La Camera dei deputati affonda definitivamente la proposta delle opposizioni sulla settimana lavorativa da 32 ore, anziché 40: la cosiddetta settimana corta a parità di salario. Con parere favorevole del governo è stato approvato l’emendamento soppressivo della proposta di legge di Avs, M5s e Pd: primo firmatario Nicola Fratoianni insieme ai tre leader Giuseppe Conte, Angelo Bonelli e Elly Schlein. La proposta prevede l’introduzione di una sperimentazione triennale affidata alla contrattazione. I favorevoli all’emendamento per cassare la proposta (che recepiva il parere contrario della commissione Bilancio sul testo) sono stati 132, 90 i no e 9 gli astenuti. Già il 12 febbraio la proposta era stata rimandata in Commissione. Secondo il Censis, il 71% dei lavoratori è favorevole alla riduzione del tempo di lavoro a 4 giorni settimanali, perché ci sarebbero le condizioni tecnologiche ed economiche. Il dato è emerso dal nono rapporto con Eudaimon sul welfare aziendale, pubblicato il 24 febbraio.

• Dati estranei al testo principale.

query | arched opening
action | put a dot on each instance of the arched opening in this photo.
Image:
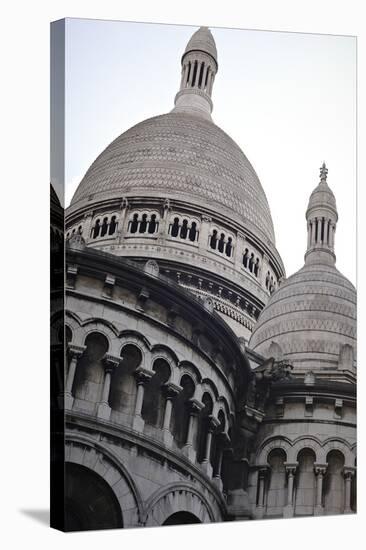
(180, 416)
(123, 385)
(184, 229)
(134, 224)
(89, 374)
(193, 232)
(201, 75)
(203, 426)
(104, 227)
(194, 74)
(153, 224)
(113, 225)
(96, 229)
(256, 267)
(181, 518)
(229, 247)
(276, 493)
(89, 501)
(245, 257)
(143, 224)
(305, 483)
(154, 402)
(213, 239)
(334, 484)
(175, 228)
(221, 245)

“Lo hanno fatto di nuovo”, scrive sui social il leader M5s Giuseppe Conte. “Come sul salario minimo, come sui congedi paritari. Poco fa alla Camera la maggioranza ha bocciato la nostra proposta di legge per avviare, anche in Italia, la sperimentazione della riduzione orario di lavoro a parità di salario. Una misura su cui oltre il 70% degli italiani è d’accordo. Chiedevamo di ridurre l’orario da 40 a 32 ore settimanali senza tagli di stipendio, il tutto, peraltro, all’interno della contrattazione collettiva e prevedendo esoneri contributivi per quei datori di lavoro che avrebbero utilizzato tale possibilità. Ovunque è già stata testata, la ‘settimana corta’ ha aumentato la produttività, creando benessere per i lavoratori e vantaggi per i datori di lavoro. Maggioranza e governo, invece hanno detto ancora una volta no. L’unica cosa che sanno fare è proporre vergognose norme per aggredire i diritti dei lavoratori sfruttati e sottopagati, togliendo loro anche gli arretrati malgrado il pronunciamento di un giudice. Continueremo a batterci perché la riduzione dell’orario di lavoro diventi realtà anche in Italia”.

Fratelli d’Italia con Walter Rizzetto ha ribadito a Montecitorio l’assenza di coperture, soprattutto per le ricadute della norma sui dipendenti pubblici: “In seno alla pdl non c’è una espressa esclusione della pubblica amministrazione. Quindi la settimana corta si applicherebbe anche a tutta la Pa, con ricadute certamente pesanti perché avrebbe un fabbisogno aggiuntivo di personale è questo potrebbe essere un primo grosso problema”.